MapReduce is a software framework that is ideal for big data because it enables developers to write programs that can process massive amounts of unstructured data in parallel across a distributed group of processors.
The map function for big data
The map function has been a part of many functional programming languages for years. Map has been reinvigorated as a core technology for processing lists of data elements.
Operators in functional languages do not modify the structure of the data; they create new data structures as their output. The original data itself is unmodified as well. So you can use the map function with impunity because it will not harm your precious stored data.
Another advantage to functional programming is not having to expressly manage the movement or flow of the data. This absolves the programmer from explicitly managing the data output and placement. Finally, the order of the operations on the data is not prescribed.
One way to accomplish the solution is to identify the input data and create a list:
mylist = ("all counties in the us that participated in the most recent general election")
Create the function howManyPeople using the map function. This selects only the counties with more than 50,000 people:
map howManyPeople (mylist) = [ howManyPeople "county 1"; howManyPeople "county 2"; howManyPeople "county 3"; howManyPeople "county 4"; . . . ]

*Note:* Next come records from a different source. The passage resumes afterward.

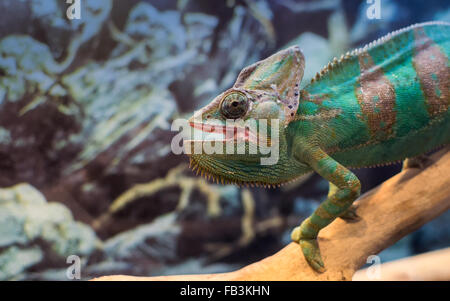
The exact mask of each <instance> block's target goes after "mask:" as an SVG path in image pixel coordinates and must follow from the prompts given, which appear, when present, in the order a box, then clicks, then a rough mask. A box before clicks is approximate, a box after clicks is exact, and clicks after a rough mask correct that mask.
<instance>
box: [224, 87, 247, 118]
mask: <svg viewBox="0 0 450 301" xmlns="http://www.w3.org/2000/svg"><path fill="white" fill-rule="evenodd" d="M247 110H248V99H247V96H245V94H244V93H242V92H237V91H233V92H231V93H228V94H227V95H225V97H224V98H223V99H222V102H221V103H220V112H221V113H222V115H223V116H224V117H225V118H227V119H238V118H241V117H243V116H244V115H245V113H246V112H247Z"/></svg>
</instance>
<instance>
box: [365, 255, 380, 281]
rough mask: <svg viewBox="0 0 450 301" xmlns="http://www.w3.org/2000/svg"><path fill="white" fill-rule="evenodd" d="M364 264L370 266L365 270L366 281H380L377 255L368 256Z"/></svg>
mask: <svg viewBox="0 0 450 301" xmlns="http://www.w3.org/2000/svg"><path fill="white" fill-rule="evenodd" d="M366 263H369V264H372V265H371V266H370V267H368V268H367V269H366V276H367V278H368V279H371V280H376V279H381V259H380V257H379V256H377V255H370V256H369V257H367V261H366Z"/></svg>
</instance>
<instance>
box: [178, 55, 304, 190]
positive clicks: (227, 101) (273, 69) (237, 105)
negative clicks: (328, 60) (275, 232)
mask: <svg viewBox="0 0 450 301" xmlns="http://www.w3.org/2000/svg"><path fill="white" fill-rule="evenodd" d="M303 70H304V56H303V54H302V52H301V51H300V49H299V48H298V47H290V48H288V49H285V50H282V51H280V52H278V53H276V54H274V55H272V56H270V57H268V58H266V59H265V60H263V61H260V62H257V63H255V64H253V65H251V66H248V67H246V68H245V69H243V70H242V71H241V73H240V74H239V76H238V78H237V80H236V83H235V84H234V85H233V87H232V88H231V89H229V90H227V91H225V92H223V93H222V94H220V95H219V96H217V97H216V98H215V99H213V100H212V101H211V103H209V104H208V105H207V106H205V107H203V108H202V109H200V110H199V111H197V112H196V113H195V114H194V116H193V117H192V118H190V119H189V124H190V126H191V127H192V128H193V129H194V130H193V131H194V132H196V133H194V138H193V139H190V140H185V141H184V145H185V149H186V152H187V153H188V154H190V156H191V165H192V166H193V167H194V168H198V170H199V171H201V172H202V174H203V173H205V174H206V175H208V176H212V177H213V178H215V179H217V181H218V180H219V179H220V180H222V181H223V182H232V183H249V184H256V185H258V184H262V185H269V186H271V185H277V184H280V183H282V182H286V181H289V180H291V179H293V178H294V177H295V175H298V170H296V168H295V166H292V162H289V161H292V160H289V159H290V158H289V156H288V152H287V143H288V141H287V139H286V134H285V131H286V127H287V125H288V124H289V122H291V121H292V120H293V119H294V118H295V115H296V111H297V108H298V93H299V83H300V81H301V79H302V77H303ZM196 135H197V136H196Z"/></svg>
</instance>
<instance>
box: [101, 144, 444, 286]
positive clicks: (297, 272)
mask: <svg viewBox="0 0 450 301" xmlns="http://www.w3.org/2000/svg"><path fill="white" fill-rule="evenodd" d="M449 167H450V151H449V148H445V149H444V150H441V151H440V152H438V153H436V154H434V155H433V156H431V164H430V165H428V167H426V168H425V169H417V168H410V169H406V170H404V171H402V172H400V173H399V174H397V175H395V176H394V177H392V178H390V179H389V180H387V181H385V182H384V183H383V184H381V185H380V186H378V187H376V188H374V189H372V190H371V191H369V192H368V193H366V194H364V195H363V196H361V197H360V198H359V200H358V201H357V204H358V206H359V207H358V210H357V213H358V215H359V216H360V217H361V220H360V221H358V222H354V223H347V222H345V221H343V220H341V219H338V220H336V221H334V222H333V223H332V224H331V225H329V226H328V227H326V228H325V229H323V230H322V231H321V232H320V235H319V246H320V249H321V252H322V256H323V259H324V262H325V265H326V268H327V270H326V271H325V272H324V273H321V274H320V273H316V272H315V271H313V270H312V269H311V268H310V267H309V266H308V264H307V263H306V261H305V259H304V257H303V254H302V253H301V250H300V247H299V246H298V245H297V244H295V243H291V244H289V245H287V246H286V247H285V248H283V249H282V250H280V251H279V252H278V253H276V254H275V255H272V256H269V257H267V258H265V259H263V260H261V261H258V262H256V263H253V264H250V265H248V266H246V267H244V268H242V269H240V270H237V271H234V272H230V273H222V274H203V275H179V276H160V277H132V276H122V275H116V276H105V277H100V278H97V279H95V280H226V281H228V280H351V279H352V276H353V274H354V273H355V271H357V270H358V269H359V268H361V266H363V265H364V264H365V263H366V261H367V258H368V257H369V256H370V255H375V254H378V253H379V252H380V251H382V250H383V249H385V248H387V247H389V246H390V245H392V244H393V243H395V242H396V241H398V240H399V239H400V238H402V237H403V236H405V235H407V234H408V233H411V232H413V231H414V230H416V229H418V228H419V227H421V226H422V225H424V224H425V223H427V222H428V221H430V220H432V219H434V218H436V217H437V216H439V215H440V214H442V213H443V212H445V211H446V210H448V209H449V208H450V172H449V170H448V168H449Z"/></svg>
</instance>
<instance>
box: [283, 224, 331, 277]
mask: <svg viewBox="0 0 450 301" xmlns="http://www.w3.org/2000/svg"><path fill="white" fill-rule="evenodd" d="M291 239H292V240H293V241H295V242H297V243H298V244H299V245H300V247H301V248H302V252H303V255H304V256H305V259H306V261H307V262H308V264H309V265H310V266H311V267H312V268H313V269H314V270H315V271H316V272H319V273H323V272H325V270H326V269H325V265H324V263H323V260H322V256H321V255H320V249H319V244H318V243H317V239H304V238H301V230H300V226H299V227H296V228H294V230H292V233H291Z"/></svg>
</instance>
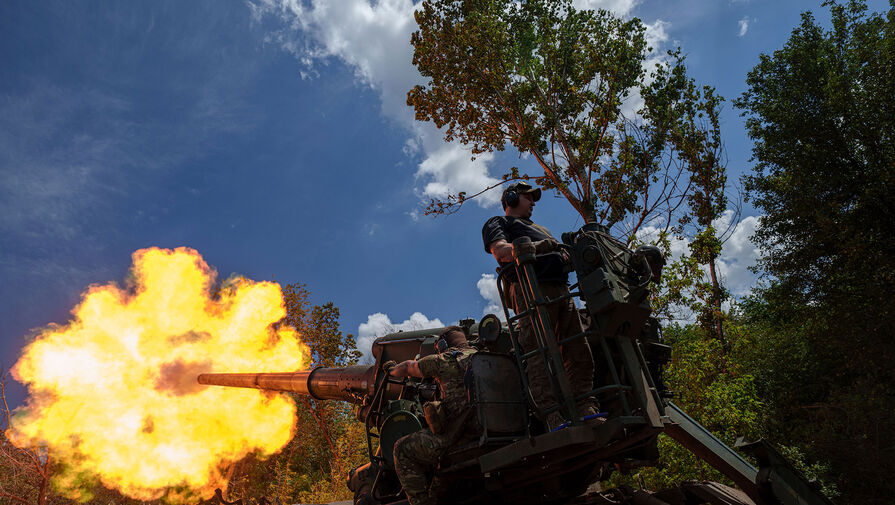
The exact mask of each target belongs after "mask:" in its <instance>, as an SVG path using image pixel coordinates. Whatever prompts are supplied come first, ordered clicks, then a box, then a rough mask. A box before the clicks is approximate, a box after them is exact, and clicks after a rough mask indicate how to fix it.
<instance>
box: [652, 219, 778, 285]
mask: <svg viewBox="0 0 895 505" xmlns="http://www.w3.org/2000/svg"><path fill="white" fill-rule="evenodd" d="M733 217H734V213H733V211H732V210H726V211H724V214H722V215H721V217H719V218H718V219H716V220H715V221H713V222H712V225H713V226H714V227H715V229H716V230H717V231H718V233H719V234H720V235H722V236H726V237H727V240H726V241H725V242H724V245H723V247H722V248H721V256H720V257H719V258H718V264H717V266H718V273H719V274H720V276H721V282H722V284H723V285H724V286H725V287H726V288H727V289H728V290H729V291H730V292H731V294H733V295H734V296H737V297H741V296H744V295H747V294H749V292H750V291H751V290H752V288H753V287H754V286H755V283H756V281H757V277H756V275H755V274H753V273H752V272H751V271H750V270H749V267H752V266H754V265H755V262H756V260H757V259H758V257H759V256H760V254H761V251H760V250H759V248H758V246H756V245H755V244H754V243H753V242H752V240H751V236H752V235H753V234H754V233H755V228H756V227H757V226H758V222H759V220H760V219H761V218H760V217H756V216H749V217H746V218H743V219H742V220H741V221H740V222H738V223H735V224H736V226H735V227H732V226H731V221H732V219H733ZM637 236H638V238H639V239H640V240H643V241H645V242H653V241H655V240H656V239H657V238H658V236H659V230H658V229H657V228H654V227H650V226H648V227H644V228H641V229H640V231H638V233H637ZM690 242H691V240H690V239H689V238H682V237H673V238H671V254H670V257H669V258H668V262H669V263H671V262H673V261H676V260H678V259H680V257H681V256H682V255H684V254H689V252H690Z"/></svg>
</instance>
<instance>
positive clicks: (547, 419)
mask: <svg viewBox="0 0 895 505" xmlns="http://www.w3.org/2000/svg"><path fill="white" fill-rule="evenodd" d="M565 422H566V418H564V417H563V416H562V414H560V413H559V412H558V411H555V412H551V413H549V414H547V420H546V423H547V431H553V430H555V429H557V428H559V427H560V426H562V425H563V424H565Z"/></svg>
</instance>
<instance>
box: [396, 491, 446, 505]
mask: <svg viewBox="0 0 895 505" xmlns="http://www.w3.org/2000/svg"><path fill="white" fill-rule="evenodd" d="M404 493H405V494H406V495H407V501H409V502H410V505H437V503H438V502H436V501H435V499H434V498H432V497H430V496H429V493H428V492H425V491H423V492H412V491H410V492H408V491H407V490H404Z"/></svg>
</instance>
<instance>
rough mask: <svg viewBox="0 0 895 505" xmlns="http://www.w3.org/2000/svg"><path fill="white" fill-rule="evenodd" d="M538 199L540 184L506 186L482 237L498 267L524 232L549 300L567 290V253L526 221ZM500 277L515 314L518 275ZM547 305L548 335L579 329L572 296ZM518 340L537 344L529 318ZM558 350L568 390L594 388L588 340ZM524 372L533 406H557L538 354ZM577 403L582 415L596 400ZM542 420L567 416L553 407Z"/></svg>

Now produce a new output list of all the counties with populations greater than 50,000:
(no, county 1; yes, county 2; no, county 3; yes, county 4; ?, county nnn)

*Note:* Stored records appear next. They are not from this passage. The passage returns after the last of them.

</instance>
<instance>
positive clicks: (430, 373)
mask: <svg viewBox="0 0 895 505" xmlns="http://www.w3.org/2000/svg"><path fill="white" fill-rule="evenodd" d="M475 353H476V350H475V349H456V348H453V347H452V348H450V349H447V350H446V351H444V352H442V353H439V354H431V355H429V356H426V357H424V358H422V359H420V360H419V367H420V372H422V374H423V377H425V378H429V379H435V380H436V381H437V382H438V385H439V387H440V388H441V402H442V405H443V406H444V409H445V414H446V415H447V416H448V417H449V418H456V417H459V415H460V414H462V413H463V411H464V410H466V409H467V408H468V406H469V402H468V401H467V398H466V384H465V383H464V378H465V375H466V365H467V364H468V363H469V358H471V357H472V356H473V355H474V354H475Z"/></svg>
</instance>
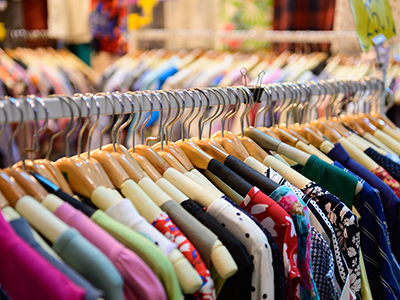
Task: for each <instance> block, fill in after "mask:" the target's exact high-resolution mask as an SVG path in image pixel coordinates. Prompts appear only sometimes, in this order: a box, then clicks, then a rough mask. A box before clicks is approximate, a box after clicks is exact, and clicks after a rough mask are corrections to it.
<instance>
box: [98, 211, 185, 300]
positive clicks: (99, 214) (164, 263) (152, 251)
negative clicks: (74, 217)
mask: <svg viewBox="0 0 400 300" xmlns="http://www.w3.org/2000/svg"><path fill="white" fill-rule="evenodd" d="M90 218H91V219H92V220H93V221H94V222H95V223H96V224H97V225H99V226H101V227H102V228H103V229H104V230H105V231H107V232H108V233H109V234H111V235H112V236H113V237H114V238H115V239H116V240H117V241H119V242H120V243H122V244H124V245H125V246H126V247H127V248H128V249H130V250H132V251H133V252H135V253H136V254H137V255H139V257H140V258H141V259H143V261H144V262H145V263H146V264H147V265H148V266H149V267H150V268H151V269H152V270H153V272H154V273H155V274H156V275H157V277H158V279H160V281H161V283H162V284H163V286H164V289H165V292H166V294H167V297H168V300H182V298H183V295H182V291H181V288H180V285H179V281H178V278H177V277H176V274H175V271H174V267H173V266H172V264H171V262H170V261H169V260H168V258H167V257H166V256H165V255H164V253H163V252H161V250H160V249H159V248H158V247H157V246H156V245H155V244H154V243H153V242H151V241H150V240H148V239H147V238H145V237H144V236H143V235H141V234H140V233H138V232H136V231H134V230H132V229H131V228H129V227H127V226H125V225H124V224H122V223H120V222H118V221H116V220H114V219H113V218H111V217H110V216H109V215H107V214H106V213H105V212H103V211H101V210H96V212H95V213H94V214H93V215H92V216H91V217H90Z"/></svg>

The function executes without making any changes to the original list. In addition, you can see that each element of the output list maps to a corresponding element of the input list, with a yes or no attached. If the county has met the requirement of more than 50,000 people, the map function identifies it with a yes. If not, a no is indicated.
Add the reduce function for big data
Like the map function, reduce has been a feature of functional programming languages for many years. The reduce function takes the output of a map function and “reduces” the list in whatever fashion the programmer desires.
The first step that the reduce function requires is to place a value in something called an accumulator, which holds an initial value. After storing a starting value in the accumulator, the reduce function then processes each element of the list and performs the operation you need across the list.
At the end of the list, the reduce function returns a value based on what operation you wanted to perform on the output list.
Suppose that you need to identify the counties where the majority of the votes were for the Democratic candidate. Remember that your howManyPeople map function looked at each element of the input list and created an output list of the counties with more than 50,000 people (yes) and the counties with less than 50,000 people (no).
After invoking the howManyPeople map function, you are left with the following output list:
(no, county 1; yes, county 2; no, county 3; yes, county 4; ?, county nnn)
This is now the input for your reduce function. Here is what it looks like:
countylist = (no, county 1; yes, county 2; no, county 3; yes, county 4; ?, county nnn) reduce isDemocrat (countylist)
The reduce function processes each element of the list and returns a list of all the counties with a population greater than 50,000, where the majority voted Democratic.
Putting the big data map and reduce together
Sometimes producing an output list is just enough. Likewise, sometimes performing operations on each element of a list is enough. Most often, you want to look through large amounts of input data, select certain elements from the data, and then compute something of value from the relevant pieces of data.
You don’t want to change that input list so you can use it in different ways with new assumptions and new data.
Software developers design applications based on algorithms. An algorithm is nothing more than a series of steps that need to occur in service to an overall goal. It might look a little like this:
Start with a large number or data or records.
Iterate over the data.
Use the map function to extract something of interest and create an output list.
Organize the output list to optimize for further processing.
Use the reduce function to compute a set of results.
Produce the final output.
Programmers can implement all kinds of applications using this approach, but the examples to this point have been very simple, so the real value of MapReduce may not be apparent. What happens when you have extremely large input data? Can you use the same algorithm on terabytes of data? The good news is yes.
All of the operations seem independent. That’s because they are. The real power of MapReduce is the capability to divide and conquer. Take a very large problem and break it into smaller, more manageable chunks, operate on each chunk independently, and then pull it all together at the end. Furthermore, the map function is commutative — in other words, the order that a function is executed doesn’t matter.
So MapReduce can perform its work on different machines in a network. It can also draw from multiple data sources, internal or external. MapReduce keeps track of its work by creating a unique key to ensure that all the processing is related to solving the same problem. This key is also used to pull all the output together at the end of all the distributed tasks.